Efforts to address HIV, hepatitis C, and related health issues like overdose, through stakeholder education and networking, and working with programs “on the ground” to help us develop our advocacy agenda for the future. For example, we are planning a summit for counties in the rural northern part of the state to discuss the opioid crisis and these syndemics (overlapping and related epidemics).
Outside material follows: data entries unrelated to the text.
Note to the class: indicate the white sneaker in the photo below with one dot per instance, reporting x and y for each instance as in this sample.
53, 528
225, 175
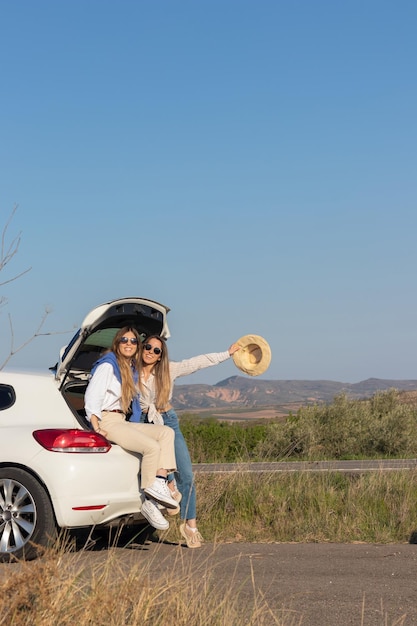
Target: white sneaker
160, 492
153, 515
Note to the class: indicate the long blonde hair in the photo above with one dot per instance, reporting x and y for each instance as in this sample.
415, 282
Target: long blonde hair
161, 373
127, 367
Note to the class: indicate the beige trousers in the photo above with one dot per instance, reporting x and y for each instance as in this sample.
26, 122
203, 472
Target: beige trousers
154, 443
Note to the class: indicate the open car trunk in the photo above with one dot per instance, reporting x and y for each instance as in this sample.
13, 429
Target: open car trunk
95, 337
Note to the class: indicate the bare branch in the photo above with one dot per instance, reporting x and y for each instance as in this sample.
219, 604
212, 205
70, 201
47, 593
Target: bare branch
8, 251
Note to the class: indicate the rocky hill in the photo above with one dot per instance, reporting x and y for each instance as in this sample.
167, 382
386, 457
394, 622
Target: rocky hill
249, 393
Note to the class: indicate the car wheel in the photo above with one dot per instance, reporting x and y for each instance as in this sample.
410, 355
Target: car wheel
27, 522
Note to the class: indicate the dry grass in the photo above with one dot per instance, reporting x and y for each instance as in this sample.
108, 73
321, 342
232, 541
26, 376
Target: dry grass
374, 507
67, 588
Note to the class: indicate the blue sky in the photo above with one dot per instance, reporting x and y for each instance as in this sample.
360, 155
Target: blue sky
250, 164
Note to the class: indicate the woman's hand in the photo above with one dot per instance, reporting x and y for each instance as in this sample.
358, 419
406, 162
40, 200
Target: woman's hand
233, 348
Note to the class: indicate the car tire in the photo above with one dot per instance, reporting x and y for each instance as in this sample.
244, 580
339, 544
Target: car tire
27, 522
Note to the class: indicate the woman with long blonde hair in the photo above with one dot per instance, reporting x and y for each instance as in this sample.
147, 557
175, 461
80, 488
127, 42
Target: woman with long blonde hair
156, 382
112, 391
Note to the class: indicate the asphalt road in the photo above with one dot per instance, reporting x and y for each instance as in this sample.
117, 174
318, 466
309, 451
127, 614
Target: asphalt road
303, 584
356, 466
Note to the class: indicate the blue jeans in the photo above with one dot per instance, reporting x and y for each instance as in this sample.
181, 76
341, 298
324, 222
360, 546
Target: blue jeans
184, 474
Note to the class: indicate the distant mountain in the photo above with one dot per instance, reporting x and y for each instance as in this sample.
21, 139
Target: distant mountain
237, 391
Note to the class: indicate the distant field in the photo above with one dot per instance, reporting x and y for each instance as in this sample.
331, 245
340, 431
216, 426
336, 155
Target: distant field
240, 414
270, 412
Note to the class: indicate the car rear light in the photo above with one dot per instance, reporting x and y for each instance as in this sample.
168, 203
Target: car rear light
71, 440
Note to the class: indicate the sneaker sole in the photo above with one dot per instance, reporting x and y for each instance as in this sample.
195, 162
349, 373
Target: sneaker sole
170, 503
186, 538
173, 511
154, 524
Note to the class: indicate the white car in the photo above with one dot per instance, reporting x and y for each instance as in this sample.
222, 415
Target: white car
55, 472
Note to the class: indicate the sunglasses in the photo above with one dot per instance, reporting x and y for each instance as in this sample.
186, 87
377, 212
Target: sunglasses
148, 348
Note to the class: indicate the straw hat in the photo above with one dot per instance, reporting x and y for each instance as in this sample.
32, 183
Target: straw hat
254, 355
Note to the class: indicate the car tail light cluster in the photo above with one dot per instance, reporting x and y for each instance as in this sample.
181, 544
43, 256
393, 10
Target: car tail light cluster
71, 440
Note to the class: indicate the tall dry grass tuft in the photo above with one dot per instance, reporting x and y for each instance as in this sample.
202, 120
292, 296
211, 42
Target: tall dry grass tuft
374, 507
68, 588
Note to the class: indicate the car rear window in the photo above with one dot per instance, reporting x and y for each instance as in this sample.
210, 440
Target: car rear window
7, 396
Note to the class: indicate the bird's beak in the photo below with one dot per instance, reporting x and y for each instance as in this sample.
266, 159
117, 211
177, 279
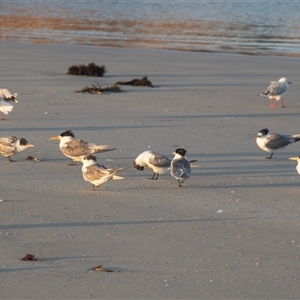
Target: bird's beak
293, 158
55, 138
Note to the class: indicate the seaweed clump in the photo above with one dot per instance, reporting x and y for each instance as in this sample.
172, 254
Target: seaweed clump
137, 82
97, 89
90, 70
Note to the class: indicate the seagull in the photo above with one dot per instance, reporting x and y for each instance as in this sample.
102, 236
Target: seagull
97, 174
156, 162
296, 158
5, 101
12, 145
271, 142
180, 166
75, 148
276, 90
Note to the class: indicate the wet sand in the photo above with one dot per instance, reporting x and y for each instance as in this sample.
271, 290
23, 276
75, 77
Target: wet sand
232, 231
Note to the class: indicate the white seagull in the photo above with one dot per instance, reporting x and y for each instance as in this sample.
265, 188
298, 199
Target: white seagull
75, 148
180, 166
154, 161
276, 90
271, 142
297, 159
11, 145
97, 174
6, 99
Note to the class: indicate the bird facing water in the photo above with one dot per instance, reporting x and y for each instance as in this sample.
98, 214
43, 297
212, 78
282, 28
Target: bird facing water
271, 142
276, 90
97, 174
75, 148
6, 100
11, 145
180, 166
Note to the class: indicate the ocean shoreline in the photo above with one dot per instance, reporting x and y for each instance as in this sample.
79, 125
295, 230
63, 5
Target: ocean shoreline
232, 230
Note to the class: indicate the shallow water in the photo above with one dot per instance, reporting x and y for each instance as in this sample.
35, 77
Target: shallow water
253, 27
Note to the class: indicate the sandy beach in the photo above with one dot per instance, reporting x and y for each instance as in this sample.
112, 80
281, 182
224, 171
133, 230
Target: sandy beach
232, 231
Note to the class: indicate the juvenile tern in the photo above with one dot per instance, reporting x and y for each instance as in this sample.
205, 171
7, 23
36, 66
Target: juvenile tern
270, 142
97, 174
156, 162
12, 145
276, 90
180, 166
297, 159
75, 148
6, 99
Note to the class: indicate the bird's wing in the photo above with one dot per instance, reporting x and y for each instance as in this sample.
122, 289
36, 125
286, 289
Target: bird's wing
276, 141
6, 93
277, 88
95, 172
7, 145
181, 168
76, 148
159, 160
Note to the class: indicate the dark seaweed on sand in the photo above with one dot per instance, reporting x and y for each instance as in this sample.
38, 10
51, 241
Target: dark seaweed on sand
90, 70
97, 89
137, 82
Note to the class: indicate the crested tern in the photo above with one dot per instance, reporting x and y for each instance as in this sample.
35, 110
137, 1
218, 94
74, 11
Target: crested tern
180, 166
6, 99
11, 145
297, 159
271, 142
97, 174
154, 161
276, 90
75, 148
We are also planning a meeting for all syringe exchange programs in the state to share strategies for integrating viral hepatitis services, such as hepatitis B vaccination, hepatitis B and C testing, hepatitis C linkage to care, and hepatitis C treatment, into their programs. Meetings like these help us understand the barriers programs and individuals face and what advocacy efforts are needed to help address and remove those barriers. In addition, we hope to sponsor a legislative hearing about infectious diseases in the state prison system to educate legislators about the impact of hepatitis C, HIV, and other conditions on people who are incarcerated and their families and recommend solutions.
As the saying goes, “As California goes, so goes the nation.” Let’s hope the next year brings positive changes at the state level that help lead the country down a path toward ending HIV and hepatitis C!